Thursday, November 1, 2018
According to the CDC, opioids are currently the most common cause of accidental death in the United States. With this drug taking so many American lives every day, measures need to be taken to lessen opioid use. Experts have proposed that medical marijuana may be a solution to help Americans struggling with opioid addiction.
In a recent student conducted by the journal JAMA Internal Medicine, researchers found that states with legalized medical marijuana (MMJ) report 2.21 million fewer daily doses of opioids prescribed per year under Medicare Part D, compared with those states without MMJ. Opioid prescriptions under Medicaid also dropped by 5.88% in states with medical cannabis laws compared with states without such laws, according to the studies.
David Bradford, professor of public administration and policy at the University of Georgia and a lead author of the JAMA study, notes the study's significant findings.

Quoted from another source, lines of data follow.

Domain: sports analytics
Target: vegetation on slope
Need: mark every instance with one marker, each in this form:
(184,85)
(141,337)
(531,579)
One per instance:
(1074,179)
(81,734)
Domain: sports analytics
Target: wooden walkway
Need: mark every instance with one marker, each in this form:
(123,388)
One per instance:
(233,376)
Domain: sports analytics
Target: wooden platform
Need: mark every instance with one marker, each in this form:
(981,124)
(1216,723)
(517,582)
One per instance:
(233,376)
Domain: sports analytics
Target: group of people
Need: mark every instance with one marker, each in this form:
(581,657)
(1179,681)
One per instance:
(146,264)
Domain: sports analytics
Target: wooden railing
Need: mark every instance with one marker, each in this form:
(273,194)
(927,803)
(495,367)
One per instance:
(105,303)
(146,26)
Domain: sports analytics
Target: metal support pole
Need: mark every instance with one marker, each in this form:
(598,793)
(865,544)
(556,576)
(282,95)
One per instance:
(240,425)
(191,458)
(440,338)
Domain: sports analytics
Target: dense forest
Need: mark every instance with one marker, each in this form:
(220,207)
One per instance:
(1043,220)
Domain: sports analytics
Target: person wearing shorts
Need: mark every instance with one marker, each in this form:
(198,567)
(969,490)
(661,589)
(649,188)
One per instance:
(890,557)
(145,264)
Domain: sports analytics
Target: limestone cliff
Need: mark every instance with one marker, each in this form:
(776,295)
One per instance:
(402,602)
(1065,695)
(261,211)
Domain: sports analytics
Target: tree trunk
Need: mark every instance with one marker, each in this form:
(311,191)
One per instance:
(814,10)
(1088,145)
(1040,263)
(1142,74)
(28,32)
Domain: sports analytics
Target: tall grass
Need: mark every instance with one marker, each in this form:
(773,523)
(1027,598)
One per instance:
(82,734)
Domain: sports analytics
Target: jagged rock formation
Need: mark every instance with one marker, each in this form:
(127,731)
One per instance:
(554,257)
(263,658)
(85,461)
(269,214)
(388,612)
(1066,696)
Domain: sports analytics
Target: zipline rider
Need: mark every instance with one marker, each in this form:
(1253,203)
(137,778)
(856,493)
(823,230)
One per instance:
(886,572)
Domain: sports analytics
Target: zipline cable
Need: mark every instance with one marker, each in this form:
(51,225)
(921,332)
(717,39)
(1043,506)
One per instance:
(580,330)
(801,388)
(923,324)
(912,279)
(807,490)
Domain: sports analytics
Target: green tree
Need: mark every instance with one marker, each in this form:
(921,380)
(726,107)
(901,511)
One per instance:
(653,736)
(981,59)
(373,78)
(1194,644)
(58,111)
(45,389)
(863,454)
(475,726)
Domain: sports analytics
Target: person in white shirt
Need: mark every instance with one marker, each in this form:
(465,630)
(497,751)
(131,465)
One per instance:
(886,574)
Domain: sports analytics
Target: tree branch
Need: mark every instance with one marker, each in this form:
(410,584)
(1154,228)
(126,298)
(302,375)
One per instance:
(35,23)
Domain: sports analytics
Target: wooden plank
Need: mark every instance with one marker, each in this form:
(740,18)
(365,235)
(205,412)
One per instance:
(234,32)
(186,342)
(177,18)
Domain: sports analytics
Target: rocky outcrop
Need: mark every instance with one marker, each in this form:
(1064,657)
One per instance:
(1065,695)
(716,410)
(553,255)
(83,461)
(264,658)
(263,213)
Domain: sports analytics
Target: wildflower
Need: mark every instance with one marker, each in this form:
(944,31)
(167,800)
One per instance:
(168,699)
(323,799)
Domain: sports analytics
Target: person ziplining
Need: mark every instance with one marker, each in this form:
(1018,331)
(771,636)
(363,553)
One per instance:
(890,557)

"We found that there was about a 14.5% reduction in any opiate use when dispensaries were turned on -- and that was statistically significant -- and about a 7% reduction in any opiate use when home cultivation only was turned on," Bradford said. "So dispensaries are much more powerful in terms of shifting people away from the use of opiates.
Further, the recent JAMA study is not the first set of research indicating a link between marijuana legalization and decreased opioid use. Another JAMA conducted study from 2014 revealed that states with MMJ had 24.8% fewer opioid overdose deaths between 1999 and 2010. And perhaps even more convincing evidence was set forth in a 2017 study published by the American Public Health Association, which found that the legalization of recreational marijuana in Colorado in 2012 reversed the state's upward trend in opioid-related deaths.
Even with the evidence provide by numerous studies and epidemiologic research, medical marijuana still has its skeptics, such as Attorney General Jeff Sessions, who recently commented, "we think a lot of this [opioid use] is starting with marijuana and other drugs."
If marijuana were actually a dangerous gateway drug, as Sessions suggested, it would be at least somewhat evident across the data gathered. We would find that states with MMJ laws have an increase of opiate drug use and overdose deaths, when in fact just the opposite has been evidenced.
Despite the relatively minimal side-effects associated with marijuana use, such as cognitive impairment, these risks are nearly obsolete when compared to the often-deadly impact resulting from opioid abuse.
Again according to Bradford, unlike opioids, marijuana has little addiction potential.
"No one has ever died of cannabis, so it has many safety advantages over opiates," Bradford said. "And to the extent that we're trying to manage the opiate crisis, cannabis is a potential tool."